The commodity rally has not finished
I have repeated the gold proposition throughout my updates in 2019. In fact, the price movement of gold was just the lead. I believe the entire commodity sector, from silver to oil, from soya bean to wheat will eventually catch up. The commodity sector will be the last relay of this long cycle.
Oil price shot above $70 a barrel after US air strike in Iraq killed top Iranian commander Qassem Soleimani last Friday. If you follow my comments for a while, you know my belief that there is no coincidence in the financial markets. US strike was just a booster that will accelerate the energy price recovery process which was already happening.
China stock rally has just started
My recommendation to allocated to China stocks was not well received but it is understandable. It is easier to tell you to buy Google or Apple shares, trying to explain China stocks should be your highest allocation is always an uphill task.
Additional Reading: Why should a foreigner invests in China A shares.
The REIT investment cycle is almost over
When every new or existing client comes to my office and asks about REIT. I know that there is limited upside. REIT is a big topic of the retail investors now, but the institutional investors are gradually getting out. In fact, REIT (especially Singapore REITs) has peaked in July 2019 which I have advised you to sell or reduce. REIT is a good asset class to own, but the price you pay matters.
It is healthcare’s turn
Admitted or not, we are in the late cycle of stock investment. The US had the longest bull run in history and it was artificially sustained. The stock may continue to rally another one or two quarters, but the risk/reward has become increasingly unfavorable. However, not all sectors will suffer during the period of late-cycle and recession. Trillions of the money in the world has to flow somewhere. The commodity is one which I highlighted earlier, the other could be healthcare.
Global infrastructure, central banks’ last straw
If my earlier assessment was correct. The central banks have limited means to use monetary policy to “save the market”. They will have to resort to fiscal policies. What the government would do is to spend on infrastructures during the recession. Thus infrastructure stocks may benefit eventually.

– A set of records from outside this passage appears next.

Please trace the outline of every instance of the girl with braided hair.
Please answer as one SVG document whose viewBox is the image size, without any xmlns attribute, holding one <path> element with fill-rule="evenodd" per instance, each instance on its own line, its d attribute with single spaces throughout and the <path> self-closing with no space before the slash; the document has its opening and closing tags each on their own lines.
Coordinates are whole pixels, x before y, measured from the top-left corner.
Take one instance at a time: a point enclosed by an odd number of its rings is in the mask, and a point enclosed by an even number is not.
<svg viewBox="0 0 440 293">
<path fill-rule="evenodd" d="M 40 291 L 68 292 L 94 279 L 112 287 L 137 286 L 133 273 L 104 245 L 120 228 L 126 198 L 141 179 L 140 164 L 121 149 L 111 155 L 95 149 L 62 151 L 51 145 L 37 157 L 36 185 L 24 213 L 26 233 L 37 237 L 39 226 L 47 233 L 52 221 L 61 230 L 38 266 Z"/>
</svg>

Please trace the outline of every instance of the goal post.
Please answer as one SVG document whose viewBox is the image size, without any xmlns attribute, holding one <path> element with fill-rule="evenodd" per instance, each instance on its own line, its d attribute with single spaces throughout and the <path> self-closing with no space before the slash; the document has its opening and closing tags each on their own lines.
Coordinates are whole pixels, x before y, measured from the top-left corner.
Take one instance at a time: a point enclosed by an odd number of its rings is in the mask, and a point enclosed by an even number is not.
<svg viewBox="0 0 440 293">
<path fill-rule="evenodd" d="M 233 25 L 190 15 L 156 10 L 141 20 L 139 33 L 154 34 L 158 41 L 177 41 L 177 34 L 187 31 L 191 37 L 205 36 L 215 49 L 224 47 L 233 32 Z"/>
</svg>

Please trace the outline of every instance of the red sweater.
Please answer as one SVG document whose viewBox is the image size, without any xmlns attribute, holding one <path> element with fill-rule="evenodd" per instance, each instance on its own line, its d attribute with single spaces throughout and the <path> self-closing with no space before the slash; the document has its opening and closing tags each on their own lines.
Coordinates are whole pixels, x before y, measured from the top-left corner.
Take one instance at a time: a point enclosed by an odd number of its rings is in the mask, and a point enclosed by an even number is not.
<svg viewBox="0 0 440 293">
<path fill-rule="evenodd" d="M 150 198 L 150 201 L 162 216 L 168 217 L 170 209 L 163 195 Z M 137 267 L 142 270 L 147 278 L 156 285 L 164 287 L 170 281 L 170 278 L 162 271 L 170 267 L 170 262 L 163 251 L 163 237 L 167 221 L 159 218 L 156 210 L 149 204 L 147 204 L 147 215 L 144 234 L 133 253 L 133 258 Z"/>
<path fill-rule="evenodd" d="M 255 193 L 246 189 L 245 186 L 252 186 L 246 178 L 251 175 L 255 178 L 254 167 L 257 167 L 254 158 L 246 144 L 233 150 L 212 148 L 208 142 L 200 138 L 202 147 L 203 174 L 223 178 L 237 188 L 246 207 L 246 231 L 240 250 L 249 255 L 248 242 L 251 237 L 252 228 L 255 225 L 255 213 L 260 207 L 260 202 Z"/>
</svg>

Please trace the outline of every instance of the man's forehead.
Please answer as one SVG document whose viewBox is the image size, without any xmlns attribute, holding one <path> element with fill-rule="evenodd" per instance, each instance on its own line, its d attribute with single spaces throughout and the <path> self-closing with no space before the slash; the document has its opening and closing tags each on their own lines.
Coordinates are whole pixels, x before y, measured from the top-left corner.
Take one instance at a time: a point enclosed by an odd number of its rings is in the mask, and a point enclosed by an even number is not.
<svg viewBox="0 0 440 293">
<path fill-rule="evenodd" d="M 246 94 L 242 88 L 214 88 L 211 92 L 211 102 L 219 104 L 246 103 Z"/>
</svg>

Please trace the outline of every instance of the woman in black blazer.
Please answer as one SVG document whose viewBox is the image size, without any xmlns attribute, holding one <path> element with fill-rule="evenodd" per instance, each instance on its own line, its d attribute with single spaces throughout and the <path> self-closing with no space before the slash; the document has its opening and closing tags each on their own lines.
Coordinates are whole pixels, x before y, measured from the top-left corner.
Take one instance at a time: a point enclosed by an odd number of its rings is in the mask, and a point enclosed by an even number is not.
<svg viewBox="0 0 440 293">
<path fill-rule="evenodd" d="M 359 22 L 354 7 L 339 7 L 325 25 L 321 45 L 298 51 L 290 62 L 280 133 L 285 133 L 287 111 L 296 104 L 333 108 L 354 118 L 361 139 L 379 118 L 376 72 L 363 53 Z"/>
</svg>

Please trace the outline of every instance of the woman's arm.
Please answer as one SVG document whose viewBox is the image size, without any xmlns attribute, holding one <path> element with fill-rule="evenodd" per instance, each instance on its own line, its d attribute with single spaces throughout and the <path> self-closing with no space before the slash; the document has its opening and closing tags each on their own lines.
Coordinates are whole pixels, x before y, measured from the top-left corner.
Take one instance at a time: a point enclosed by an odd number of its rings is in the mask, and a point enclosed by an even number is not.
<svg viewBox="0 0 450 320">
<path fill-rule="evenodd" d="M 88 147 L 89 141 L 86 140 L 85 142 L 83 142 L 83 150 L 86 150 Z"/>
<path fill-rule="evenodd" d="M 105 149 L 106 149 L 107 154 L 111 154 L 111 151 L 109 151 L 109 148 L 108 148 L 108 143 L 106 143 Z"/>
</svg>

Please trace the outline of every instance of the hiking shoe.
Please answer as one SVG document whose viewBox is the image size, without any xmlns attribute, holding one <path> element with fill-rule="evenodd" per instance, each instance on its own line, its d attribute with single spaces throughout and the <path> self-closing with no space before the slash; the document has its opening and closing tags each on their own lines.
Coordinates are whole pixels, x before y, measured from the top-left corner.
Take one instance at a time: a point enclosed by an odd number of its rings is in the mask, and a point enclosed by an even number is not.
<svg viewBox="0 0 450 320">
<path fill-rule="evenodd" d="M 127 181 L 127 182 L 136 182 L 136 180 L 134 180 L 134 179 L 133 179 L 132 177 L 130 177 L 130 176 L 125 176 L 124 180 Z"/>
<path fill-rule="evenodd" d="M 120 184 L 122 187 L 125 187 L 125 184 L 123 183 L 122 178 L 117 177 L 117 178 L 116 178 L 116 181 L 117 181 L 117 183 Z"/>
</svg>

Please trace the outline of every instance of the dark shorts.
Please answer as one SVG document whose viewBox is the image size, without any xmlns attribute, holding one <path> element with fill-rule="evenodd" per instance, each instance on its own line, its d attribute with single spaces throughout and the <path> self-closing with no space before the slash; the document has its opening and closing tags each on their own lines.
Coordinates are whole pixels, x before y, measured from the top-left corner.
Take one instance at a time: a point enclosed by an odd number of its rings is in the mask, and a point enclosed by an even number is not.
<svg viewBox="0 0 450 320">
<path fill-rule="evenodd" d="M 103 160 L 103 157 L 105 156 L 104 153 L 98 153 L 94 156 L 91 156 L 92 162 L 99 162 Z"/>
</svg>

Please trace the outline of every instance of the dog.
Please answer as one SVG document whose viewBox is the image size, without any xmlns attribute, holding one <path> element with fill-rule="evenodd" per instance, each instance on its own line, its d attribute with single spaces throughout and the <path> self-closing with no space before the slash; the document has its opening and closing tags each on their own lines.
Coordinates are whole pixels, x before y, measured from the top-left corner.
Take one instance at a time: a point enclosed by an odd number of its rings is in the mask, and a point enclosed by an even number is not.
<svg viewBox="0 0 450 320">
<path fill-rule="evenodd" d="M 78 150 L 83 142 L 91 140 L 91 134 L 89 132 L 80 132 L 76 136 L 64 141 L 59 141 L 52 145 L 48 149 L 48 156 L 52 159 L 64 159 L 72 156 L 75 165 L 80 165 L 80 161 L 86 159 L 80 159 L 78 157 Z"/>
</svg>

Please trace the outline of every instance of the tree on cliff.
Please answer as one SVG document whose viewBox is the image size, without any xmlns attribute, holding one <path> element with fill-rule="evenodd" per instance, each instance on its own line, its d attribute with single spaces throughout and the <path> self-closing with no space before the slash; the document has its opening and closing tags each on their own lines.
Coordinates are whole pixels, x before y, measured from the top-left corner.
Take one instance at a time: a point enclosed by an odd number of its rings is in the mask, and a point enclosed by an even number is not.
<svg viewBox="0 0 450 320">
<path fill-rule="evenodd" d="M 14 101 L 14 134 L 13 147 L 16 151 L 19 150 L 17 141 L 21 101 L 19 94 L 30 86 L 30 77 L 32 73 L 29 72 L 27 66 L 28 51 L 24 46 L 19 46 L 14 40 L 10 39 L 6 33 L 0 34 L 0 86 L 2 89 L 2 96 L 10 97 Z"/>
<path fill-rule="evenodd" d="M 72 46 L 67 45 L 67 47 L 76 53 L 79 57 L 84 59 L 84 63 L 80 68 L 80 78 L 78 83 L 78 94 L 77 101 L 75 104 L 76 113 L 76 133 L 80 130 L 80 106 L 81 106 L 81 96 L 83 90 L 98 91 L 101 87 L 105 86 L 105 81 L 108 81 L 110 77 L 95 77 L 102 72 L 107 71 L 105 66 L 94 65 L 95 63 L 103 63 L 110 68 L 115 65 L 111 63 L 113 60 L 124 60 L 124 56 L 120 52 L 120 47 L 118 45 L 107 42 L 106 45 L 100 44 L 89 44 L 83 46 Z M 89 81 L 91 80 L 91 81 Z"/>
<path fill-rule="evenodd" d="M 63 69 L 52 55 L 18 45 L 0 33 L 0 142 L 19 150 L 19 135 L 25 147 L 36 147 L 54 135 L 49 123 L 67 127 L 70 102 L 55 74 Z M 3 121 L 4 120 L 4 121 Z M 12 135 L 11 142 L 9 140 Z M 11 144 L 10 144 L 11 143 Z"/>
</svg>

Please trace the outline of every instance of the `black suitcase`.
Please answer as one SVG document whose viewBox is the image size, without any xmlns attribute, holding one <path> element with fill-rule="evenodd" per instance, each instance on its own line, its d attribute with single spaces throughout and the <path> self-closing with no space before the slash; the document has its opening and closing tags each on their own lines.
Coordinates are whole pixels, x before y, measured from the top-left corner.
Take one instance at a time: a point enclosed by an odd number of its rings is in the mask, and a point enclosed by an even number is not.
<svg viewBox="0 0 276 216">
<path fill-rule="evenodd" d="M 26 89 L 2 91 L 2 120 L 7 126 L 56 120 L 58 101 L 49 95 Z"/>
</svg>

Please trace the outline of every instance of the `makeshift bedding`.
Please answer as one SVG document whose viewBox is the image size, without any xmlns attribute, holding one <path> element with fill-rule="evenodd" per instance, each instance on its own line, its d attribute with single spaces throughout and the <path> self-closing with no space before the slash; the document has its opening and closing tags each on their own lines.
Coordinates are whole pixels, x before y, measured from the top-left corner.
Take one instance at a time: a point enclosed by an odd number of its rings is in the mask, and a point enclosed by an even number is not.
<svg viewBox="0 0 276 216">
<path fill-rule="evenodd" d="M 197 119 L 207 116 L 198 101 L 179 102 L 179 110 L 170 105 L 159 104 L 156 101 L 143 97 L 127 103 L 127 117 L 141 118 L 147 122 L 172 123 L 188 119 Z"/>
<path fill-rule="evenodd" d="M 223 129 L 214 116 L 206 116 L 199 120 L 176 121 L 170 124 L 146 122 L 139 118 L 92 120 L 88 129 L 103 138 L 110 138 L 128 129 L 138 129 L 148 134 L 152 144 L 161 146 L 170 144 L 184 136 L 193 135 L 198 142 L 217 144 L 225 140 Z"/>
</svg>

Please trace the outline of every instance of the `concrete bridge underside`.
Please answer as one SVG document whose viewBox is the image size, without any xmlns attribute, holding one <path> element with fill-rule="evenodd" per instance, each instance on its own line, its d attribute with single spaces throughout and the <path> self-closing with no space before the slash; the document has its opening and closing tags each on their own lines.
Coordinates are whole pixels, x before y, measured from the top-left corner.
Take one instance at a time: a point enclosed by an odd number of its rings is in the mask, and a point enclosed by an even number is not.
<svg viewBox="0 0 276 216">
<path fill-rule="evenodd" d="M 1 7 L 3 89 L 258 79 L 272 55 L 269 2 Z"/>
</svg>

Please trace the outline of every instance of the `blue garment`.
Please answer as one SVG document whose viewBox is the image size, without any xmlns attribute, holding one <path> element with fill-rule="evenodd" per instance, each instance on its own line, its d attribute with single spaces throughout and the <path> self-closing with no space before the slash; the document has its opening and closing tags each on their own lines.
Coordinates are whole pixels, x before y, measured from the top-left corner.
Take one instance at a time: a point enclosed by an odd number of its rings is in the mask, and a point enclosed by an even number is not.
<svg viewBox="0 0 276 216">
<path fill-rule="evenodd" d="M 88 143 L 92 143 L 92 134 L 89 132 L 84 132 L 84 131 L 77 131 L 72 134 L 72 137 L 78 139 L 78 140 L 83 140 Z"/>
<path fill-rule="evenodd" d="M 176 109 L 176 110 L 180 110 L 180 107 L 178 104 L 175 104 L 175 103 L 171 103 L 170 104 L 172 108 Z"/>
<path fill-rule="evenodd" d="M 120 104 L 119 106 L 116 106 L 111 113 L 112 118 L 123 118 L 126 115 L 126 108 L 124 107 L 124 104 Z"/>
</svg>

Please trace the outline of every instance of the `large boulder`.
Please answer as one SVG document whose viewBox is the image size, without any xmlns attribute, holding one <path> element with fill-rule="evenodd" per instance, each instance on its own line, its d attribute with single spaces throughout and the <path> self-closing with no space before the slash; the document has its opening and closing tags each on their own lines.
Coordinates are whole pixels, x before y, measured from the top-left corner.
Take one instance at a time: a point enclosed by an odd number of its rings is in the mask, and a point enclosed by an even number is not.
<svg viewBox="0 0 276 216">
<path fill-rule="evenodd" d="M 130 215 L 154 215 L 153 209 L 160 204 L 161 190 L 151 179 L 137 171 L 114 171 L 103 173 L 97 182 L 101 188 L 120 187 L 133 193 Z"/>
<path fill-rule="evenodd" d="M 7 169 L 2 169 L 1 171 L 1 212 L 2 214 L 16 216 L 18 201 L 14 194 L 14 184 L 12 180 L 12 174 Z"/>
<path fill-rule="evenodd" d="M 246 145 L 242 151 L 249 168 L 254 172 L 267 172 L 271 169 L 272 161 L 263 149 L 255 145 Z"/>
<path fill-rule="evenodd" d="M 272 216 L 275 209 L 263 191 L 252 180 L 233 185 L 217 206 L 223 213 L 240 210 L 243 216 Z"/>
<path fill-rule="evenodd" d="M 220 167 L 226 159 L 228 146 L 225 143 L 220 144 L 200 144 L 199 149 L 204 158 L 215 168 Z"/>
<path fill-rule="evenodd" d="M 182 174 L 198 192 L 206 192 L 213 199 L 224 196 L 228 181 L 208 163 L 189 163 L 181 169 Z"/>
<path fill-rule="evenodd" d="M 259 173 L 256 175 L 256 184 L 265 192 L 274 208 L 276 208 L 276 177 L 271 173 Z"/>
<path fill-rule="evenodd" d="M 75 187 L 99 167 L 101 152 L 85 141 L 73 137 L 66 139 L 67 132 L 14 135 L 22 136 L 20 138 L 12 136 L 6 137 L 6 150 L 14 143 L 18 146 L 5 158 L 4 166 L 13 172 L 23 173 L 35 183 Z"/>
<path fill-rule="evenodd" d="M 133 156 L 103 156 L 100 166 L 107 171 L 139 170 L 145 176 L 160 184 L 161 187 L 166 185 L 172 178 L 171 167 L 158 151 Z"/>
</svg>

Emerging market bond, where you still can find income
If you are a fixed income investor, you were blessed last year with a big rally in the global bond market. But it is nothing to be happy about. Bond investing is different from stock investing. While earnings revision can boost the stock markets in the long run, bondholders are only entitled to a fixed coupon. This means that the bond price has to be corrected sooner or later. We may see a big rotation from the investment-grade bond to emerging market bond once the bond managers feel that the rate is about to increase.
Alternatives, where you can hide
How to invest when everything fails? You need to have certain investments that are totally uncorrelated with the stock and bond markets. For Accredited Investor clients, you may allocate some absolute return strategies in your portfolio.
Which is better, growth or income?
I got this question a lot. It is tempting to switch from one strategy to the other when you heard certain asset classes were doing well in the last quarter. The fact is, different strategies perform well in different periods. Both GMC income and growth portfolios have performed similarly last year, but you see some divergence this year.
The market doesn’t care about you
My advice, as I have talked to some of you previously, is that focusing on your investment goals instead of the market. The market has nothing to do with your investment objectives, be in retirement or your children’s education. Don’t be too carried away when the stock market is good, and don’t be too worried when it seems that the world is falling.
I can help you to sail through this rough water but you have to stay on board.